Waldbredimus (Waldbriedemes) is a small town and former commune in south-eastern Luxembourg. It is part of the canton of Remich, which is part of the district of Grevenmacher. The commune's administrative centre was Trintange.

Until 31 August 2023, Waldbredimus was a separate commune. On 1 September 2023, it merged with Bous to form the new commune of Bous-Waldbredimus.

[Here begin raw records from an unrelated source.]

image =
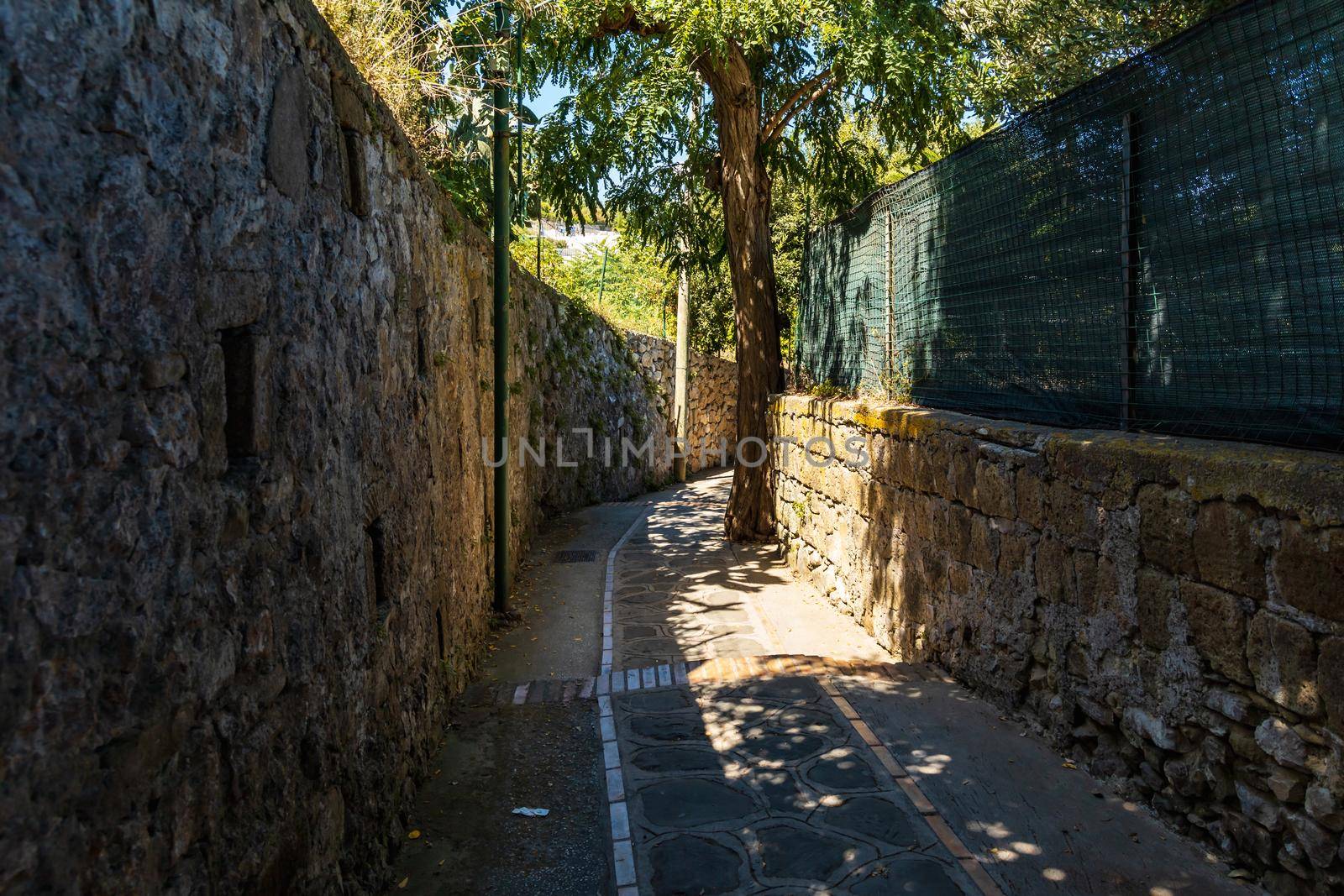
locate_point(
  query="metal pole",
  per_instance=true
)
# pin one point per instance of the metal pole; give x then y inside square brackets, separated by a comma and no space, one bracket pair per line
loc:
[501,262]
[517,76]
[680,396]
[803,284]
[1129,246]
[682,367]
[601,285]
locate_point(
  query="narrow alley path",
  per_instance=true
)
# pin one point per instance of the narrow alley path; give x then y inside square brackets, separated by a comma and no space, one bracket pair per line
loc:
[743,736]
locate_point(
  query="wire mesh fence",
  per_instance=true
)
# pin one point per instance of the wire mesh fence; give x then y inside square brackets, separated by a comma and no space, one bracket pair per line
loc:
[1160,249]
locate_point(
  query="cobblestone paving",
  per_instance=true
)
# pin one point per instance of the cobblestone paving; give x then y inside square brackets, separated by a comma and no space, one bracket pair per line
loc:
[682,591]
[763,788]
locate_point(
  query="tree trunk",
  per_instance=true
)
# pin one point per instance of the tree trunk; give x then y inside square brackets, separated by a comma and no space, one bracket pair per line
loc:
[746,215]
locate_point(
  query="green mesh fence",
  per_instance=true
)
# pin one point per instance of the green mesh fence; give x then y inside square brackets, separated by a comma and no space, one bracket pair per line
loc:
[1160,249]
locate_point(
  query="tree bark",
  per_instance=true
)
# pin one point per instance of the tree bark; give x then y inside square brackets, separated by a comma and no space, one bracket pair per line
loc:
[746,215]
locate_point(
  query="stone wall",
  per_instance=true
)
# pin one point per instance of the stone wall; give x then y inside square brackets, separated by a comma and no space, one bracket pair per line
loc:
[712,394]
[244,516]
[1171,610]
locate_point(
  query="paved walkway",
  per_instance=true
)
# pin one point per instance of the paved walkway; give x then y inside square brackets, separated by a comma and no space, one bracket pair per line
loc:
[746,738]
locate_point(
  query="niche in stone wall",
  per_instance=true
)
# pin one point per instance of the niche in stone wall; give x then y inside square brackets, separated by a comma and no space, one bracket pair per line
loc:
[245,430]
[421,343]
[354,186]
[375,570]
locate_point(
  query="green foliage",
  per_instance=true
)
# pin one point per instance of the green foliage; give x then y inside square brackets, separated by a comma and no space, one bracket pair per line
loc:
[638,291]
[1039,49]
[827,390]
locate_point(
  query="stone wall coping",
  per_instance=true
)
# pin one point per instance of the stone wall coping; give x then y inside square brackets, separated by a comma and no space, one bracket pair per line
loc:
[1294,481]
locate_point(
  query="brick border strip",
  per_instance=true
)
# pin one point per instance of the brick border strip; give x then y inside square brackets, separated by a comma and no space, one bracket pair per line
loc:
[949,839]
[609,584]
[671,674]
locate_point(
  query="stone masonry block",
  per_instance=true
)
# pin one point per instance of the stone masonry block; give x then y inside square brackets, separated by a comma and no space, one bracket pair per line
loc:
[1075,515]
[1225,550]
[1153,593]
[1030,493]
[1166,528]
[1216,629]
[994,490]
[1310,570]
[1283,658]
[1330,679]
[1054,570]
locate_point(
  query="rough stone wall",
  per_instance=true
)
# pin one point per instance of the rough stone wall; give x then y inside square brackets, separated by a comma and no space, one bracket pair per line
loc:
[244,516]
[1171,610]
[712,392]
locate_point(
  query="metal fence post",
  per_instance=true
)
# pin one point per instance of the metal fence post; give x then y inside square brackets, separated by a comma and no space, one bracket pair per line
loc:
[1129,246]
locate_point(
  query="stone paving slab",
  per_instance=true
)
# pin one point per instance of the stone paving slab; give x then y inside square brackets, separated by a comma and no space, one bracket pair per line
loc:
[1037,825]
[763,786]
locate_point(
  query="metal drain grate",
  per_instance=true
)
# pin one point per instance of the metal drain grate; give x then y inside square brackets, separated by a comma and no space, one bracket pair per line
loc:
[575,557]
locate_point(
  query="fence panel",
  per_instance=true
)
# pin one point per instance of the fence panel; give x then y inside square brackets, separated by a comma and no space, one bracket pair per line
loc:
[1160,249]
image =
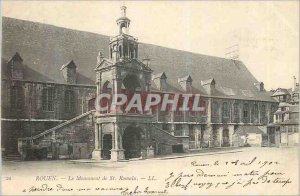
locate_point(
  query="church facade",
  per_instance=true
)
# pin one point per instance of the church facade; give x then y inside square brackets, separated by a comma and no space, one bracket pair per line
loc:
[57,119]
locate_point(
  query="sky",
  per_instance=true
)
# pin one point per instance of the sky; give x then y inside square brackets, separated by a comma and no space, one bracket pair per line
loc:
[266,32]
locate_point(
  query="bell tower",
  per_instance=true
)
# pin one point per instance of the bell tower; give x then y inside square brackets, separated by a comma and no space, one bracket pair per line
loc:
[123,46]
[123,22]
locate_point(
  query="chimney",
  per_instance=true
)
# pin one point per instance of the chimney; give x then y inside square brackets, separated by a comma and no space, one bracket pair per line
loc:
[146,61]
[260,86]
[160,81]
[69,72]
[209,86]
[295,84]
[16,66]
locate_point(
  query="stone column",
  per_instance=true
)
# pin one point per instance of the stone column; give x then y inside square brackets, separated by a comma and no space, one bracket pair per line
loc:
[209,123]
[173,129]
[116,153]
[221,136]
[96,154]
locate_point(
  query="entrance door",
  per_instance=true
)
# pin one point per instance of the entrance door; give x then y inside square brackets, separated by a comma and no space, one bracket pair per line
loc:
[132,142]
[80,151]
[271,135]
[107,146]
[226,138]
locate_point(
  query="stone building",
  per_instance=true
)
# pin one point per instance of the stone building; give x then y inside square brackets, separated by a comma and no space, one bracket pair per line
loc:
[57,97]
[284,131]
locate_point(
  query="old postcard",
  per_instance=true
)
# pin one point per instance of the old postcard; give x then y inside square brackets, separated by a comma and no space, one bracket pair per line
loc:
[150,98]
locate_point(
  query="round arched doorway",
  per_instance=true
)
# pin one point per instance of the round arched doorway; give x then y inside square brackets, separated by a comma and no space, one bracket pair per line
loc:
[132,142]
[107,146]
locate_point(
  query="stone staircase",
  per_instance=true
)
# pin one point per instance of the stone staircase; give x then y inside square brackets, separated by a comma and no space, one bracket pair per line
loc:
[12,157]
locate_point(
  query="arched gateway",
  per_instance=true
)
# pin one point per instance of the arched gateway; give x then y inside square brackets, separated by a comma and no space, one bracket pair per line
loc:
[132,142]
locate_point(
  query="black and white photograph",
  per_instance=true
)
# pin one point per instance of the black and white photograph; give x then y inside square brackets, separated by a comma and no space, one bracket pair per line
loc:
[149,97]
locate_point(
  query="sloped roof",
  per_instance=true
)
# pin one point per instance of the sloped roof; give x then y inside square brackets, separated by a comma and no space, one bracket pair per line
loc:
[45,48]
[280,91]
[70,64]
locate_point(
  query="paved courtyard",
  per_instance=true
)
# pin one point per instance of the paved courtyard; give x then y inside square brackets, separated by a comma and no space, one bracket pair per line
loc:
[160,174]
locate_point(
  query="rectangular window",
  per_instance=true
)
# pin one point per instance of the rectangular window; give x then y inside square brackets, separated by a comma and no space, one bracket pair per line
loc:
[48,99]
[225,110]
[236,110]
[245,110]
[69,101]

As of 2025, the town of Waldbredimus, which lies in the centre of the former commune, has a population of 659.

==Former commune==
The former commune consisted of the villages:
- Ersange (Ierseng)
- Roedt (Réid)
- Trintange (Trintingen, Trënteng)
- Waldbredimus (Waldbriedemes)
- Gondel (lieu-dit)
- Gondeler Millen (lieu-dit)

== Church ==
The parish of Waldbredimus dates to the time of Charlemagne. In 1214 Gerhard, the Abbot of Munster, received it in a land swap. Already in the Early Middle Ages (around the 11th/12h centuries), a church existed here in the Romanesque style. Of this original church, only the tower remains. The church was originally dedicated to the Holy Trinity. During the Thirty Years' War, Saint Sebastian became its patron saint, who was seen as a defender against the plague.

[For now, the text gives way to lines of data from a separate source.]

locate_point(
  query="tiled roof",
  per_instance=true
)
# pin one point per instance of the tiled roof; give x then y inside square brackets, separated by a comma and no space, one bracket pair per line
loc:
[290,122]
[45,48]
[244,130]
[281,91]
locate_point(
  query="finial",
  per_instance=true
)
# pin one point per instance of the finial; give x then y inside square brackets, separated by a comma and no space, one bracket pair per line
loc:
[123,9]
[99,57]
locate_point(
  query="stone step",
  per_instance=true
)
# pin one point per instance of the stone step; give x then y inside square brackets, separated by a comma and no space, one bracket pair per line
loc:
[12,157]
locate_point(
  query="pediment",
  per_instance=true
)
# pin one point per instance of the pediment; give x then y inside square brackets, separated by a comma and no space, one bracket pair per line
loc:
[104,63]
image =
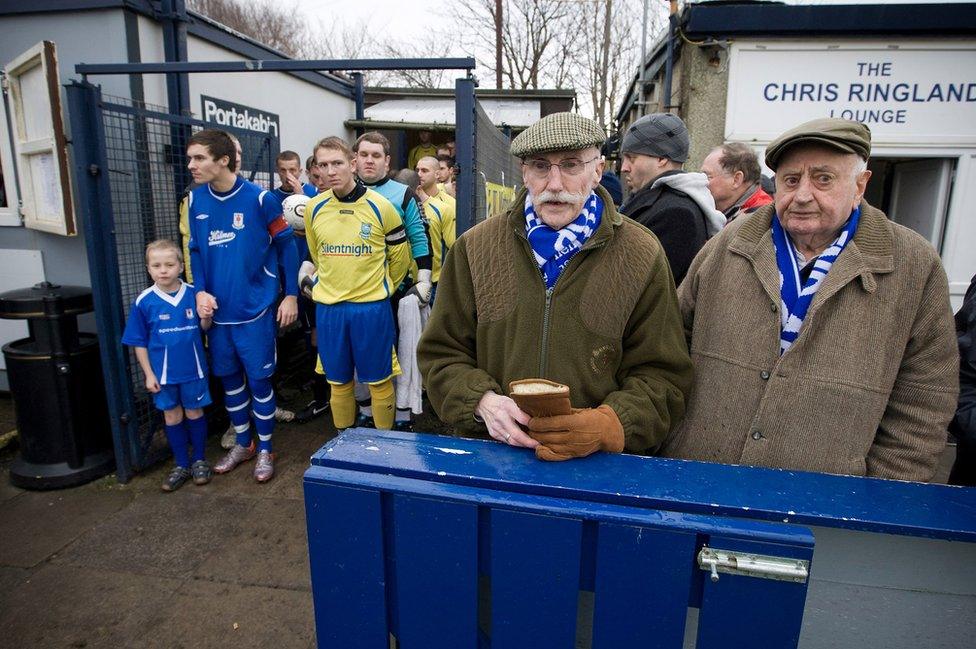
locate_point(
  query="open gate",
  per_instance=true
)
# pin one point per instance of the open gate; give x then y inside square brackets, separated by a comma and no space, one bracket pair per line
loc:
[130,166]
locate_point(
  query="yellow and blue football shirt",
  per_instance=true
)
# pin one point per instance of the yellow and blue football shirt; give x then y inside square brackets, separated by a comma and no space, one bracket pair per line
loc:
[441,210]
[358,244]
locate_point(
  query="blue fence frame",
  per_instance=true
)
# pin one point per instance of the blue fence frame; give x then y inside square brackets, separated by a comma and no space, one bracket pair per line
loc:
[405,530]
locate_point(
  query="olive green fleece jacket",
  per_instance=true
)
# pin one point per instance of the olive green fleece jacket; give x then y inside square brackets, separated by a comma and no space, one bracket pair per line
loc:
[611,331]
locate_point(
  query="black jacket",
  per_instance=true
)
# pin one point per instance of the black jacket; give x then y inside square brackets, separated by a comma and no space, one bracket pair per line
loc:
[964,424]
[676,220]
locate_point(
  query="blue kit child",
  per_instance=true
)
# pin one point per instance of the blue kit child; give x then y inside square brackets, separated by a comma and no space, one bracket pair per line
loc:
[164,329]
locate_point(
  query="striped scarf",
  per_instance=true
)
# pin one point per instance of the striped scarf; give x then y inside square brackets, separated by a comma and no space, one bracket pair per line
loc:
[795,298]
[554,248]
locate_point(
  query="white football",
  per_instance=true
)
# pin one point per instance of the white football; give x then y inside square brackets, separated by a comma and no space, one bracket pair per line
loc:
[294,211]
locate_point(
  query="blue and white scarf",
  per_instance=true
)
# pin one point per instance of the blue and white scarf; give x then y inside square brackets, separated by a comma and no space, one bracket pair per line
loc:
[794,298]
[554,248]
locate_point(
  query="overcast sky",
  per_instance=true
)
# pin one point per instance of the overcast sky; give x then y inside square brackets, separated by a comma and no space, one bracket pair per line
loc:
[411,20]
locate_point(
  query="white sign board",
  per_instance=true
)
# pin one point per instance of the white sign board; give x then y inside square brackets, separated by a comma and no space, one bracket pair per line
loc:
[907,93]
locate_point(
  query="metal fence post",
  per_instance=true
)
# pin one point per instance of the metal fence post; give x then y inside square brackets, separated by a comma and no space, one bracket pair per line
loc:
[464,109]
[360,96]
[95,203]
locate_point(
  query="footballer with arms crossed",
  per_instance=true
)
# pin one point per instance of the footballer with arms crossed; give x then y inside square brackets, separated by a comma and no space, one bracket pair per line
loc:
[357,242]
[238,239]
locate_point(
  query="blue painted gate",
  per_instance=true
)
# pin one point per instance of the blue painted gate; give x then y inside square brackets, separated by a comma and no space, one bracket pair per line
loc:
[438,542]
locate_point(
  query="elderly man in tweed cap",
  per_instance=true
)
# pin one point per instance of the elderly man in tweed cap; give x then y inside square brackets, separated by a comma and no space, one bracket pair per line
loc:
[564,291]
[820,331]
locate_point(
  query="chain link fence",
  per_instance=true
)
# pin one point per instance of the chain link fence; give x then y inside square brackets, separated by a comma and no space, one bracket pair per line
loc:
[146,152]
[497,172]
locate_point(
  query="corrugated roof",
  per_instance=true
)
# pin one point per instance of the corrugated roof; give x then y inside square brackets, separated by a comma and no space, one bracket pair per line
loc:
[516,113]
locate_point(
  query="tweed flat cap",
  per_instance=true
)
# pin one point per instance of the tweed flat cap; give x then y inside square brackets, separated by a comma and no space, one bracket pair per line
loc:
[558,132]
[661,135]
[841,134]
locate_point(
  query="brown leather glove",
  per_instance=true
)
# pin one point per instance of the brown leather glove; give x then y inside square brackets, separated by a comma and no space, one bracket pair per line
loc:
[541,398]
[579,434]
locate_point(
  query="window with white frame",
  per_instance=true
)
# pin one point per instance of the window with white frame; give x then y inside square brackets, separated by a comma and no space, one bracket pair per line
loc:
[39,141]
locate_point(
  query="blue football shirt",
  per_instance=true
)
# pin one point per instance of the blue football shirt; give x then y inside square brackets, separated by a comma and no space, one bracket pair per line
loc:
[168,326]
[231,241]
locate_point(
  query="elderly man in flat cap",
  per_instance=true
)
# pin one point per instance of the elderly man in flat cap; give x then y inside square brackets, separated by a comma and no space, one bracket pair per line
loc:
[672,203]
[564,291]
[820,331]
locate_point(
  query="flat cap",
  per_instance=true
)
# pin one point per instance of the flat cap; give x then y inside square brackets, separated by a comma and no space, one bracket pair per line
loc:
[660,135]
[558,132]
[841,134]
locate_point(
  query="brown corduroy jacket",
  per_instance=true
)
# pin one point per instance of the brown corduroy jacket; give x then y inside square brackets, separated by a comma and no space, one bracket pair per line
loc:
[868,387]
[610,329]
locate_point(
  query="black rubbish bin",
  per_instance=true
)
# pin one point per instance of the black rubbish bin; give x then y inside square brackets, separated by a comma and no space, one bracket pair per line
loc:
[56,380]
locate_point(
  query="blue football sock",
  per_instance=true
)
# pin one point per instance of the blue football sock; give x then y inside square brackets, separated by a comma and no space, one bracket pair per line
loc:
[179,442]
[263,408]
[237,398]
[198,436]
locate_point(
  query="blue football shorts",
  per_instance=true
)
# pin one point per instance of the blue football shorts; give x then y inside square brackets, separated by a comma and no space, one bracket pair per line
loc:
[191,394]
[250,346]
[355,336]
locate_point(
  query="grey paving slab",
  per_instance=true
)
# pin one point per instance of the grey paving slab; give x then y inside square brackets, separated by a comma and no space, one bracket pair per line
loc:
[204,614]
[270,551]
[37,524]
[845,615]
[10,578]
[163,534]
[7,490]
[70,606]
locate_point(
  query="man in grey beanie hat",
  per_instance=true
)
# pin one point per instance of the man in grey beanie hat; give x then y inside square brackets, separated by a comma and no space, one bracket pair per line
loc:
[564,294]
[674,204]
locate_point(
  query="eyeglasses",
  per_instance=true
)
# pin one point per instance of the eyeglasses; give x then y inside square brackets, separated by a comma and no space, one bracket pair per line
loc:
[324,166]
[569,166]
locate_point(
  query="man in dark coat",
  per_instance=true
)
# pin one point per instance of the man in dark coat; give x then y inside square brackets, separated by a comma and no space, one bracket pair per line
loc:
[963,425]
[674,204]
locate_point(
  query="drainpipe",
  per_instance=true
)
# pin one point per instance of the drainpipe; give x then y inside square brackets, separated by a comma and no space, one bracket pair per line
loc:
[669,66]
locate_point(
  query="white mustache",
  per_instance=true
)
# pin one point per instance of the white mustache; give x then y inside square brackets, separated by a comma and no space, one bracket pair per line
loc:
[560,197]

Around 1460, the present church was constructed in the Gothic style. It is cruciform, and possesses vaulting ribs supported by representational capitals. Of particular note are the altar of the Three Kings, the gravestones of the lords of Wiltheim and Gondelange, and the keystone bearing the coat of arms of the abbey of Munster.

In spite of frequent damage from fires and storms, the church remained intact throughout the centuries. Plans for an enlargement failed several times. It was not until 1884 that serious restoration work took place, with government subsidies. Amongst other things, the sacristy was connected to the mysterious upper room of the "leprous crusader" through a spiral staircase.

A second, more far-reaching restoration took place from 1964 to 1967, organised by the Commission des sites et monuments nationaux. During the re-working of the flooring, 24 graves from the time of 1675-1784 were found in the chancel and nave area.